What Exactly Is Hedging?
Let’s begin with the fundamentals. The key to hedging in forex trading is risk control. It’s a strategy to keep your position from going totally wrong when the market isn’t cooperating. Think of it as insurance where you’re preventing yourself from being fried on one trade but you’re not necessarily attempting to win both.
Hedging is essentially starting a new position in the opposite direction of your initial transaction. Thus, you can initiate a short position on the same pair if you’re long EUR/USD and things start to seem shady. You’re hedged now. One trade rises while the other falls. The objective? Reduce your losses while maintaining the possibility of making a profit.
Why Hedging Matters in a Prop Firm Setting
Prop firms function differently than your personal trading account. To begin with, you are dealing with someone else’s money which has rules, evaluations, and drawdown limits. Most prop firms allow a limited maximum daily and overall drawdown of 5% daily and 10% overall. If you are not careful, one bad trade could end your trading career. This is where hedging can be crucial because it allows you to buy yourself some time and reevaluate the market instead of closing a trade at a loss which instantly affects your stats. Additionally, some prop firm traders use hedging as a way to ride both sides of market indecision. Although it is not the best long-term strategy, it can be helpful in some circumstances, particularly when high-impact news is involved.
Now let’s talk about the platform you’re most likely using MT5.
The Difference Between MT4 and MT5 (and Why It Matters for Hedging)
Take a moment’s break because this is more important than you may realize.
Hedging is not supported by MT4 unless your broker has enabled it explicitly through custom settings. It simply nets the positions if you open a buy and then open a sell since it employs the FIFO (first in, first out) netting technique. There’s no real hedging there.
In contrast, the MT5 trading platform provides both hedging and netting account types. The good news is that. However, and this is crucial, you must confirm that your prop company account is configured to permit hedging.
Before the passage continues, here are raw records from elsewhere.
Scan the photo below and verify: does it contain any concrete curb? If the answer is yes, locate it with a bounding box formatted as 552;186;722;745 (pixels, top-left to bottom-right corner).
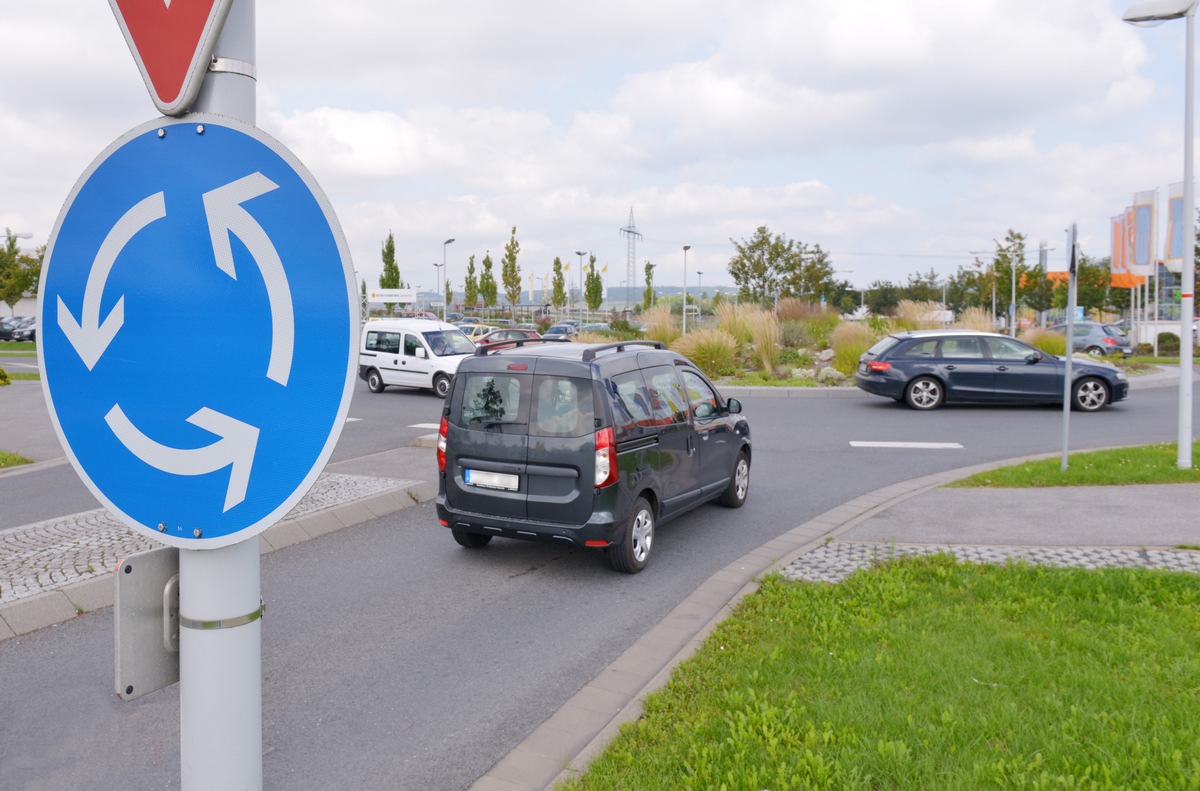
0;479;439;643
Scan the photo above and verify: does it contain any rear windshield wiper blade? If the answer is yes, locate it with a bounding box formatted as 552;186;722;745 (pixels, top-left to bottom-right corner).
483;420;527;429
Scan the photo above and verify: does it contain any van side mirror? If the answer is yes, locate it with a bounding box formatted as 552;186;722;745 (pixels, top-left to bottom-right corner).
726;398;742;414
416;347;427;359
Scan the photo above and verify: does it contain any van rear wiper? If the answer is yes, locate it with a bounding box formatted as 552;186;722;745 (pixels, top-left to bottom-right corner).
484;420;527;429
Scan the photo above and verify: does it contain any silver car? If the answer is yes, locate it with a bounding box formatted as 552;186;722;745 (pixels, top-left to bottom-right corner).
1048;322;1132;357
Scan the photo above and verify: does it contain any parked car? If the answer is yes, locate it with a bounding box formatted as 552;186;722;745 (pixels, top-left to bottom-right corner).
460;324;499;341
581;323;612;333
1047;322;1132;357
436;340;751;573
0;316;31;341
357;318;475;397
453;317;481;328
543;323;578;338
9;318;36;343
475;328;542;346
854;329;1129;412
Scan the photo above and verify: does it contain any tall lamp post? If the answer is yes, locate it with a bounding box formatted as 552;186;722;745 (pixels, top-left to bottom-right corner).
682;245;691;334
575;250;587;322
1124;0;1197;469
441;237;455;321
432;263;444;319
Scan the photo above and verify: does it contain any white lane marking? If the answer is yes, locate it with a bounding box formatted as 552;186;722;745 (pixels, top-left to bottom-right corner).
410;423;441;429
345;417;362;423
850;441;963;449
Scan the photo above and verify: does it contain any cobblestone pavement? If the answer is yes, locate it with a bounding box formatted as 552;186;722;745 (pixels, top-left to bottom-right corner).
781;540;1200;584
0;472;402;605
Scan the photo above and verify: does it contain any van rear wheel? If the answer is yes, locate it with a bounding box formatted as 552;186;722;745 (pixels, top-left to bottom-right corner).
366;369;385;393
608;497;654;574
451;528;492;548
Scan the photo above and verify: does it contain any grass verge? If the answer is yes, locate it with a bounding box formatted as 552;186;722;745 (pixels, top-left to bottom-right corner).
947;441;1200;488
6;372;39;381
0;450;33;469
0;341;36;353
561;558;1200;790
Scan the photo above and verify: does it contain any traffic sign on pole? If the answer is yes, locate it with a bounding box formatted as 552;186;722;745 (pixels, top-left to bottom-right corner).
39;114;358;549
109;0;233;116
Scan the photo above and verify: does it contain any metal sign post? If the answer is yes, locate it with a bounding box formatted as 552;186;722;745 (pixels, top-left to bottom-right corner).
39;1;357;788
1061;223;1078;472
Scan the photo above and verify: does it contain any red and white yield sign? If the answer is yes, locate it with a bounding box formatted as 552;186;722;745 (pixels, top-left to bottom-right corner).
109;0;233;116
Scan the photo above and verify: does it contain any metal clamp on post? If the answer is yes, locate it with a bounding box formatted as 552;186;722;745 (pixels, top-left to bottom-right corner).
179;600;266;631
209;56;257;80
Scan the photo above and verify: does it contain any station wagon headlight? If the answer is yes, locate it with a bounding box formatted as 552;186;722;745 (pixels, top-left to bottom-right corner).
1115;371;1128;381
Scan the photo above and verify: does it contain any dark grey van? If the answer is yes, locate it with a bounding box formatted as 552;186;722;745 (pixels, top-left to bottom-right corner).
435;340;751;573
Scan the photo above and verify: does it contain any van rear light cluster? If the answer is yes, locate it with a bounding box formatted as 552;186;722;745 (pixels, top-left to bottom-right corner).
437;417;448;471
594;427;618;488
867;360;891;372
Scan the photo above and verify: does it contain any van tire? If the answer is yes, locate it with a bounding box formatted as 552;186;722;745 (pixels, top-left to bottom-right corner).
608;497;654;574
452;528;492;548
433;373;452;399
719;451;750;508
366;369;385;393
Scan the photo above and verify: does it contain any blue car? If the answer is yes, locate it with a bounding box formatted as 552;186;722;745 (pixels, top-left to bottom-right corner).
855;329;1129;412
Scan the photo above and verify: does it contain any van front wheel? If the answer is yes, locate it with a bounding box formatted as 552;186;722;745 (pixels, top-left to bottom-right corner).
366;369;385;393
433;373;452;398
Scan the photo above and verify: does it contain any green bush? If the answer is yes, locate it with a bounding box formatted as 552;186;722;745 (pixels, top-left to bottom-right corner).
608;318;642;338
670;329;738;378
1158;332;1181;355
778;319;807;349
1022;328;1067;357
0;366;8;386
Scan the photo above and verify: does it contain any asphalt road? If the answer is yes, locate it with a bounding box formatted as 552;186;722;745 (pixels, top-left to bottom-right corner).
1;380;1196;790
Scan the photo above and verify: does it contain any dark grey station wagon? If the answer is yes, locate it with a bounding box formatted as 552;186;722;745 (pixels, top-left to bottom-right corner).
435;340;752;573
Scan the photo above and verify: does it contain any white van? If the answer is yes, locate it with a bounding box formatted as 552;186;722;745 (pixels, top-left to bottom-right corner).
358;319;475;397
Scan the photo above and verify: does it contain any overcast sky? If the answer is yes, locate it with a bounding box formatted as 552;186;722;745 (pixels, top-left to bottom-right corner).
2;0;1194;296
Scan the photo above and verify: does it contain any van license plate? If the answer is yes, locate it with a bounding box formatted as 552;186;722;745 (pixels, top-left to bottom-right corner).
464;469;519;491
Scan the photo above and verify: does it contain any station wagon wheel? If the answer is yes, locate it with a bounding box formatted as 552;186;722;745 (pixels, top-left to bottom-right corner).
904;376;944;410
1085;346;1104;357
451;528;492;548
433;373;452;399
1072;377;1109;412
608;497;654;574
366;368;385;393
719;451;750;508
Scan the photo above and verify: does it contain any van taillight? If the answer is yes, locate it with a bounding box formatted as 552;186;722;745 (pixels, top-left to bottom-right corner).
867;360;890;372
437;417;448;471
594;427;617;488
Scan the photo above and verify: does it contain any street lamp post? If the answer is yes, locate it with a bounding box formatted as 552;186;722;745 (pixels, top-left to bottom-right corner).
575;250;586;322
1124;0;1197;469
646;262;656;308
432;263;444;319
697;271;703;322
441;238;455;322
682;245;691;334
By default, some brokers or businesses only provide netting accounts, which eliminate conflicting positions rather than leaving them both open.
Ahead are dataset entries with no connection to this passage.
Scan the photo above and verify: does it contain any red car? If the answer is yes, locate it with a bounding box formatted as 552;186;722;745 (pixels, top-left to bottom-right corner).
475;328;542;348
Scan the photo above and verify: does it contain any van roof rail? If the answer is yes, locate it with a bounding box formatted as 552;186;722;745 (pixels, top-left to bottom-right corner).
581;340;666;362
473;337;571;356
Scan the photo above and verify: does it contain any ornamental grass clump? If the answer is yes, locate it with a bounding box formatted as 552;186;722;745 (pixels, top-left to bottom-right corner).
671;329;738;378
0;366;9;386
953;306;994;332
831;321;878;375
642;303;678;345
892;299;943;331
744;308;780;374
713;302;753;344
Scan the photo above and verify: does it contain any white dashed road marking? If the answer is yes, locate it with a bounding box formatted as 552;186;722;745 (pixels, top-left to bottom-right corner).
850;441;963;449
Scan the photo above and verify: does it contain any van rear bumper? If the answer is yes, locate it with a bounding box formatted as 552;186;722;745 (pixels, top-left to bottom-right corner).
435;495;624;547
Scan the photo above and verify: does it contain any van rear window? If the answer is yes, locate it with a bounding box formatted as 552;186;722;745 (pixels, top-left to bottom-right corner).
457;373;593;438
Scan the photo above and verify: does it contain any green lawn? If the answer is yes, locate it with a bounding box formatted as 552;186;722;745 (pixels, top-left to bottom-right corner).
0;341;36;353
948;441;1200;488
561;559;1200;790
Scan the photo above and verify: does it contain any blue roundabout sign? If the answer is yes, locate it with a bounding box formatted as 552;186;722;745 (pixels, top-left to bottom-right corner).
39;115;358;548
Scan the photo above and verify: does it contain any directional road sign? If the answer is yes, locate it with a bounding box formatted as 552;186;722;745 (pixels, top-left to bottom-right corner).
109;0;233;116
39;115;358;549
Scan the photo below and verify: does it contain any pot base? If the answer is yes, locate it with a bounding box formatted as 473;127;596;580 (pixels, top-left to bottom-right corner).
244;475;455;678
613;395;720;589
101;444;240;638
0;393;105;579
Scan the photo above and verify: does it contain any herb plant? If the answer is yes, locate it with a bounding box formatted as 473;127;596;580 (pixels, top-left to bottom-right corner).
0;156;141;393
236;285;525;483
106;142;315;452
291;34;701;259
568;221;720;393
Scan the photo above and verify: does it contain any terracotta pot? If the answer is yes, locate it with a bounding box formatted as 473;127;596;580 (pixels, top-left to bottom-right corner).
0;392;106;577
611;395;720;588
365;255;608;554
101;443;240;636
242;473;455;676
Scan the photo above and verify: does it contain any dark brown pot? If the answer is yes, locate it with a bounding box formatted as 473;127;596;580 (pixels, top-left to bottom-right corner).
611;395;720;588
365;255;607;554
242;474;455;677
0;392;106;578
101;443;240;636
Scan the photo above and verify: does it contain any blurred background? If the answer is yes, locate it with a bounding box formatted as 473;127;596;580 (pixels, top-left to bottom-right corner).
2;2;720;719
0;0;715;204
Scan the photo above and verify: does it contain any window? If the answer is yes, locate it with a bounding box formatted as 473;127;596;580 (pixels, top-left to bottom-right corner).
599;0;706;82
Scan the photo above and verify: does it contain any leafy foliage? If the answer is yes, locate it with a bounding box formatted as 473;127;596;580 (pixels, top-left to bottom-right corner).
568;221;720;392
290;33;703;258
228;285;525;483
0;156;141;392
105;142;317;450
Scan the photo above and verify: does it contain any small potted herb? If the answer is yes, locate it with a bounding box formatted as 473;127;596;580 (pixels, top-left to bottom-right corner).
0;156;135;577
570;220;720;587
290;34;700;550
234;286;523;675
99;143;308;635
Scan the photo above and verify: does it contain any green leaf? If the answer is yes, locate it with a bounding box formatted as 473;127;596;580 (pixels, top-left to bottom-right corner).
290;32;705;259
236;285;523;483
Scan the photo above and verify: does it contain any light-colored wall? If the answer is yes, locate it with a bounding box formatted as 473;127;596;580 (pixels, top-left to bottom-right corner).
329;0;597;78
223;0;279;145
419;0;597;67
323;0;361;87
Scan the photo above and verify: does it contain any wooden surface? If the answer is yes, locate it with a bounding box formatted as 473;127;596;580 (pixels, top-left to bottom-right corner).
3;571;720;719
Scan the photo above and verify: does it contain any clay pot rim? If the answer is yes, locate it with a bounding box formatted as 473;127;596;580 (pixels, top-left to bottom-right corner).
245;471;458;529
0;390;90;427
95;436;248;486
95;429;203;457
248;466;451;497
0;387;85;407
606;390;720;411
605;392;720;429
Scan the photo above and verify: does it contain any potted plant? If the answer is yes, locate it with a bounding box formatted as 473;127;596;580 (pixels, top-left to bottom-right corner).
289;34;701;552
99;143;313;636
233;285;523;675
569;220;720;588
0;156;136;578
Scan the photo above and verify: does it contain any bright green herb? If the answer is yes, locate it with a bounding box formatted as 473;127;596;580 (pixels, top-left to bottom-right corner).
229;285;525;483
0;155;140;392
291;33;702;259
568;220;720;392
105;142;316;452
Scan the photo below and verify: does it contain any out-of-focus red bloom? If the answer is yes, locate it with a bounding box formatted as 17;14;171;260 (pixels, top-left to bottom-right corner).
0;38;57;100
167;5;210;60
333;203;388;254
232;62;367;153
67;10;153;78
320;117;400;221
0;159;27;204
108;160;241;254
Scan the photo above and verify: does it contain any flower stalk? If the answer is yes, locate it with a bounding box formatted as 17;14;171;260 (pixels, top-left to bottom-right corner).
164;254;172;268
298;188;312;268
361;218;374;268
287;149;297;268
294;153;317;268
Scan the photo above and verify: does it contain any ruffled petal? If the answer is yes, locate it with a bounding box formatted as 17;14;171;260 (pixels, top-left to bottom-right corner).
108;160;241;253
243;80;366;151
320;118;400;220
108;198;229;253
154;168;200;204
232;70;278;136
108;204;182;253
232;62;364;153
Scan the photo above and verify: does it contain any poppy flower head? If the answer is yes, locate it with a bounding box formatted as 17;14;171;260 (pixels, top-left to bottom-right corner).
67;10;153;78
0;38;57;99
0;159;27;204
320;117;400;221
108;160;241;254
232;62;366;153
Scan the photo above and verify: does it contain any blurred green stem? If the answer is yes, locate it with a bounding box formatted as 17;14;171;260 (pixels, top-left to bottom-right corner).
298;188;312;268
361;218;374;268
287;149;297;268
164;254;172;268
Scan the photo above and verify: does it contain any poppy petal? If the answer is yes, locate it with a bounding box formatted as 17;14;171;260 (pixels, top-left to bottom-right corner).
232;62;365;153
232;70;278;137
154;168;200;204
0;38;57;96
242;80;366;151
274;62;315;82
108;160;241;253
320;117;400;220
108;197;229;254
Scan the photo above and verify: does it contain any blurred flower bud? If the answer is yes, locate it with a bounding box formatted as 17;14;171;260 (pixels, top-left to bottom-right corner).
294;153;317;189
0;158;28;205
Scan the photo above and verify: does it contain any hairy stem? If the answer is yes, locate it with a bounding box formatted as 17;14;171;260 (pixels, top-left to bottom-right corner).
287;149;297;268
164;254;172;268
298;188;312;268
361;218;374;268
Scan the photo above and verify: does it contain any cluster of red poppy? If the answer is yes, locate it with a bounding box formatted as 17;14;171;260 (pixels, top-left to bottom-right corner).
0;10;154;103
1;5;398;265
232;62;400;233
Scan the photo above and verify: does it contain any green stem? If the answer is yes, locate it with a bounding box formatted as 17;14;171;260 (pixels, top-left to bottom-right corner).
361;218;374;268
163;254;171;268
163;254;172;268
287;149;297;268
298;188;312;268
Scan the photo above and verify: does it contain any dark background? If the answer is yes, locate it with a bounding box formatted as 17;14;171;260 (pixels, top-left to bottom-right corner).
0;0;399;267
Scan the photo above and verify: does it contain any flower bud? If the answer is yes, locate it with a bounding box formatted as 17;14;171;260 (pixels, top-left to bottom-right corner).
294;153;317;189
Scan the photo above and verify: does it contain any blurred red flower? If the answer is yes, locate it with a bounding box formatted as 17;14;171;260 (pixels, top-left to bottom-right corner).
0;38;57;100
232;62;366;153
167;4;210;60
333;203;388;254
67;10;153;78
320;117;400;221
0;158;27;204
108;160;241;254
Therefore, confirm that your account type is hedging-enabled before attempting to hedge. The majority of prop firms support MT5.
Setting Up MT5 for Hedging
Assuming your account type allows it, here’s how to make sure you’re set up correctly.
- Login to Your Account
Fire up MT5 and log into your prop firm’s account using the credentials they gave you. - Check Your Account Type
Go to the Navigator panel, right-click your account and select Details. Look for Hedging: Enabled or something similar. If it says netting, you won’t be able to place true hedge trades. - Open a New Chart
Choose the pair you’re trading—say, EUR/USD and open a new chart window. - Place a Trade
Let’s say you buy 1 lot of EUR/USD. Then to hedge it, you sell 1 lot of the same pair in a separate order. You’re now hedging.
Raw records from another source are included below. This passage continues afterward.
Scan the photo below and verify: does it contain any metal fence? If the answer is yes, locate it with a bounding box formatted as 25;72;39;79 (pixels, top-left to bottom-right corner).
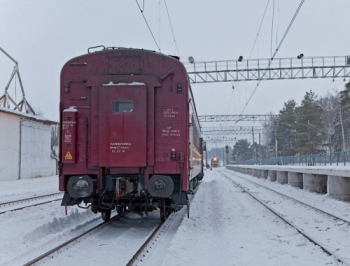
236;151;350;166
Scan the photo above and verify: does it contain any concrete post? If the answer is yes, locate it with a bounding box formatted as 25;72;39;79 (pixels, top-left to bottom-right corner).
328;175;350;201
288;172;303;189
268;170;277;182
277;171;288;184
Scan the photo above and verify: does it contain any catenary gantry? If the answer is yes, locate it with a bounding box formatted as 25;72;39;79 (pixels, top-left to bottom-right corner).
199;114;278;123
201;126;262;135
184;56;350;83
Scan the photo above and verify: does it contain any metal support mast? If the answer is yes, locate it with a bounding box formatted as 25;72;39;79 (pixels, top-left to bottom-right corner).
0;47;35;115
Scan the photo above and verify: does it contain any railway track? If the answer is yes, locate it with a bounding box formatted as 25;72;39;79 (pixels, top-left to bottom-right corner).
127;183;201;266
221;169;350;224
22;181;200;266
24;208;186;266
23;212;129;266
126;217;167;266
0;192;63;214
126;208;185;266
219;170;350;265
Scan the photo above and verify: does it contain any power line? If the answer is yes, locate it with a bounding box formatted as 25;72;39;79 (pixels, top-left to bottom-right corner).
272;0;305;59
248;0;271;60
159;0;161;51
276;0;280;47
270;0;275;57
240;0;306;116
164;0;180;56
228;0;270;115
135;0;161;52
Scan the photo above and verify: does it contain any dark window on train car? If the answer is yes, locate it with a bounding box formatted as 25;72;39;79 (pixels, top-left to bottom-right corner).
113;100;133;112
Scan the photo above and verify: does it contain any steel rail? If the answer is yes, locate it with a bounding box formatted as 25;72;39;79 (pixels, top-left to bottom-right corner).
126;220;165;266
127;181;202;266
23;213;129;266
0;193;63;215
0;192;62;206
219;170;346;265
0;199;61;215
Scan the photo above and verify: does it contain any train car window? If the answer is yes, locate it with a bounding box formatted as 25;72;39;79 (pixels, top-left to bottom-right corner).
113;100;133;112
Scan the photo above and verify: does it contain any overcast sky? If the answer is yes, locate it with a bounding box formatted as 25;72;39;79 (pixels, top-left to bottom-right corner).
1;0;349;144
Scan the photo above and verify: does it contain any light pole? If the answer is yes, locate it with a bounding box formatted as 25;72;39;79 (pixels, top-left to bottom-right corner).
274;119;278;164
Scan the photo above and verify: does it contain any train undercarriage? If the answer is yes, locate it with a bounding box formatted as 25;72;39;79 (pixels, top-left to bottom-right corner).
61;173;202;222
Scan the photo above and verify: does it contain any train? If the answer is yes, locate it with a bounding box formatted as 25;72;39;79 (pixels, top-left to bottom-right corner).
59;47;204;222
211;157;219;167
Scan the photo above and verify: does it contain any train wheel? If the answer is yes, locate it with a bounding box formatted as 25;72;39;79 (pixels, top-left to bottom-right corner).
160;200;170;222
166;207;172;217
192;178;198;190
160;202;166;222
101;210;111;222
116;206;124;214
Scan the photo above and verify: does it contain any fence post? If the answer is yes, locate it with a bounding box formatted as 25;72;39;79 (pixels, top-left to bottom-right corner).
319;154;321;166
337;152;339;166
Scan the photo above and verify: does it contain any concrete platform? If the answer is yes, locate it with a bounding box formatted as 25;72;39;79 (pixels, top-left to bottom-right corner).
226;165;350;202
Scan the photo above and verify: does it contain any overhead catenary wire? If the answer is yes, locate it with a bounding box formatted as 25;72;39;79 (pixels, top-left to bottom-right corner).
227;0;271;115
164;0;180;57
159;0;161;51
248;0;271;60
239;0;306;116
270;0;275;57
135;0;161;52
276;0;280;47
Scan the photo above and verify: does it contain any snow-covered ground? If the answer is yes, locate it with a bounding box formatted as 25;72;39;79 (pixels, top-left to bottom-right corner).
0;170;349;265
144;168;349;266
0;176;99;265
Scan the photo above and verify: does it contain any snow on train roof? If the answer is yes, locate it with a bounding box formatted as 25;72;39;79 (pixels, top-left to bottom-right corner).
102;81;146;86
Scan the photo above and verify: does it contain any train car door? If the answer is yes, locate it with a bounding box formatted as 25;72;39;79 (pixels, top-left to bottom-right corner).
96;84;147;167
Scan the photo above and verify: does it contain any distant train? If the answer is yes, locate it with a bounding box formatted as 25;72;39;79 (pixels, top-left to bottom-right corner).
211;157;219;167
58;47;204;222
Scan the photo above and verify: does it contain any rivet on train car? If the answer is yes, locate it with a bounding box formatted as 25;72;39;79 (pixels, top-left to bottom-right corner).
177;83;182;93
171;149;176;160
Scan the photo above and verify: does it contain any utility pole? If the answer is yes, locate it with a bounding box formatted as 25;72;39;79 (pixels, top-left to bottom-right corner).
274;120;278;164
252;127;255;162
339;106;346;151
259;133;261;161
222;148;224;166
308;120;310;155
205;147;208;168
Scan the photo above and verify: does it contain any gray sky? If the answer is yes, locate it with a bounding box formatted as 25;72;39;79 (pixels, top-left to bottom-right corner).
1;0;349;132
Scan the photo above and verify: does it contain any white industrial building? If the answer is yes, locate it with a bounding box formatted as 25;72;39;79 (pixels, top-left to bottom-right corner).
0;107;58;181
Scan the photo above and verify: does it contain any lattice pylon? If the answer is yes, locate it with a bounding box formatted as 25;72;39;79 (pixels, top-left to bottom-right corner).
0;47;35;115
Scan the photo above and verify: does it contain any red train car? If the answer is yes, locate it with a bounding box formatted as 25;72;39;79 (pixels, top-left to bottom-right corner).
211;157;219;167
59;47;204;221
Just make sure each trade is opened individually. If you try to open the opposite trade from the same ticket window, it may just close the first one instead (if you’re on a netting account).
When to Use Hedging in a Prop Trading Account
Now that you know how to hedge on MT5, let’s talk about when it makes sense. Hedging isn’t something you want to overuse—it’s a tool, not a crutch.
Here are a few situations where it might come in handy:
News Events
Major news like NFP, interest rate decisions, or CPI data can make the markets go wild. If you’re already in a trade before the news drops, hedging can give you some breathing room if the market spikes the wrong way.
Breakout Traps
You think a pair is about to break out but you’re not 100% sure which direction. Some traders open both a buy and a sell at key breakout levels with tight stops on both. One will get stopped out the other (hopefully) flies.
Swing Trades Gone Sideways
Ever held a swing trade and watched it hover in a nasty range for days? Hedging can help lock in the range by opening an opposing trade near the top or bottom of that range, limiting your net exposure while you wait.
Market Confusion
There are moments when you simply don’t understand what’s happening. Your gut is turning, the chart is disorganized, and the signs are contradicting each other. A hedge can serve as a pause button during certain situations so you can zoom out and get your bearings.